Entre as “vantagens econômicas indevidas”, enumeradas no relatório da PF, constam a sociedade em uma empresa por um valor abaixo do preço real; a identificação de pagamentos mensais de R$ 300 mil; o uso de um imóvel de Vorcaro como se fosse do próprio senador e o custeio de viagens internacionais, como hospedagens, restaurantes e voos em jatinhos privados.
De acordo com a investigação, Vorcaro teria pagado para Ciro a estadia no Park Hyatt New York, hotel cinco estrelas com diárias de mais de R$ 10 mil; despesas em restaurantes premiados e “outros gastos atribuídos ao parlamentar e à sua acompanhante”. Ainda segundo a PF, um cartão de crédito com valores em aberto foi liberado para os gastos pessoais.
Ciro e Hugo
A mesma prática se estendeu ao presidente da Câmara, Hugo Motta. Em Lisboa, no fim de junho de 2024, Vorcaro pediu a um auxiliar reforço na privacidade dos hóspedes, de acordo com análise de material apreendido pela PF. À época, aconteceriam eventos na capital portuguesa como o Fórum Jurídico de Lisboa, conhecido como Gilmarpalooza, por ser capitaneado pelo ministro do STF Gilmar Mendes.
No dia 18 de junho, Vorcaro informou a um auxiliar que precisaria de reservas em Lisboa para os dias 24 a 30, para ele próprio e também mais dois quartos para “Ciro e Hugo”. As reservadas das suítes foram ao hotel Four Seasons, de cinco estrelas.
— Preciso muito que você dê uma atenção na questão de segurança.
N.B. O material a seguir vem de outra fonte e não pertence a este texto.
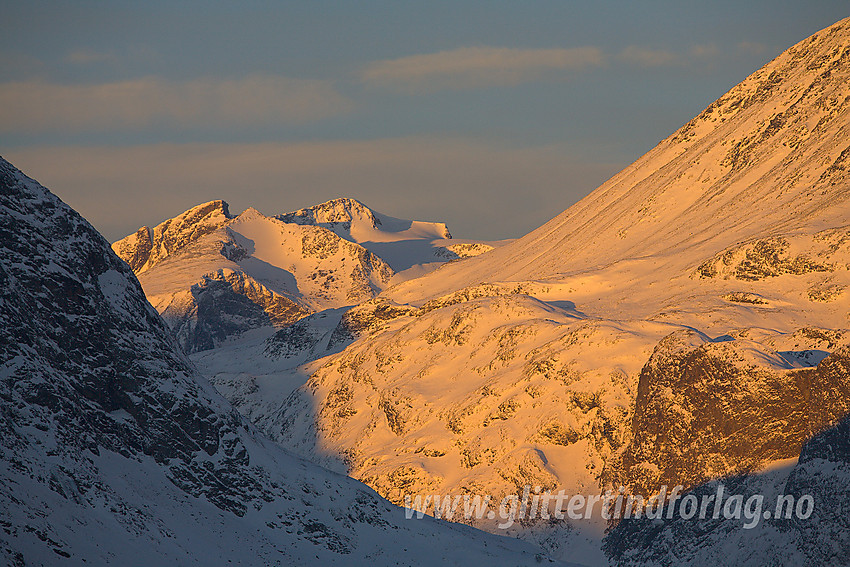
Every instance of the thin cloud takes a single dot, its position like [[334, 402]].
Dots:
[[648, 57], [37, 106], [705, 51], [752, 48], [89, 56], [481, 189], [476, 67]]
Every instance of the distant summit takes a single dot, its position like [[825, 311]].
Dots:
[[770, 157], [354, 221], [213, 275]]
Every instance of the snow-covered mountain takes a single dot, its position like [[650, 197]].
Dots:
[[705, 279], [116, 451], [822, 472], [769, 158], [214, 276]]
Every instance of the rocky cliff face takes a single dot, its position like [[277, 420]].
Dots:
[[116, 451], [818, 537], [213, 276], [533, 364], [149, 246], [706, 409]]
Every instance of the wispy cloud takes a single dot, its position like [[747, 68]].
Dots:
[[648, 57], [88, 56], [752, 48], [474, 67], [481, 189], [34, 106]]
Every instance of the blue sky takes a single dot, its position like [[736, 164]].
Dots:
[[490, 116]]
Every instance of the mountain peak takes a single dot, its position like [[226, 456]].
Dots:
[[147, 247], [770, 157], [340, 210]]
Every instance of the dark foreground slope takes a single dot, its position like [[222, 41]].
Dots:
[[114, 450]]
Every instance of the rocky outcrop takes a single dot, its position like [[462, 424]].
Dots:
[[115, 451], [706, 409], [149, 246]]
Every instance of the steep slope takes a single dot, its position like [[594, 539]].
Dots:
[[401, 243], [525, 366], [147, 247], [762, 536], [116, 451], [220, 279], [768, 158], [214, 276]]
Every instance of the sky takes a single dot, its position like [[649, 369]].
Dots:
[[490, 116]]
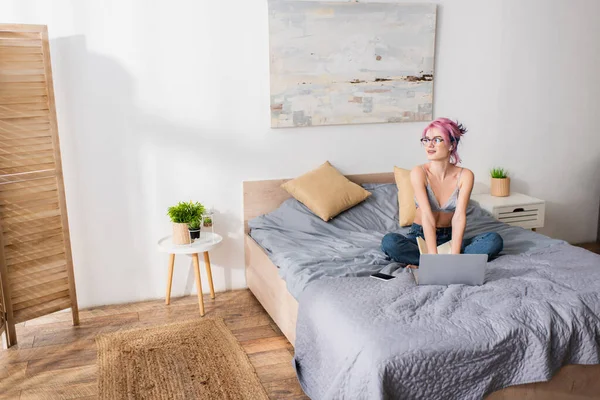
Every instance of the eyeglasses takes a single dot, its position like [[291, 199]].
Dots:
[[436, 140]]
Cidade está lotada, eu tive lá no lugar agora. Tive uma reunião lá no clube. Tem que ter certeza que o lugar em frente ao restaurante também esteja privatizado porque senão dá pra ver tudo lá dentro — alertou Vorcaro, em áudio anexado ao inquérito.
Procurados pela reportagem do Correio do Brasil, nesta tarde, nem o deputado ou o senador se pronunciaram.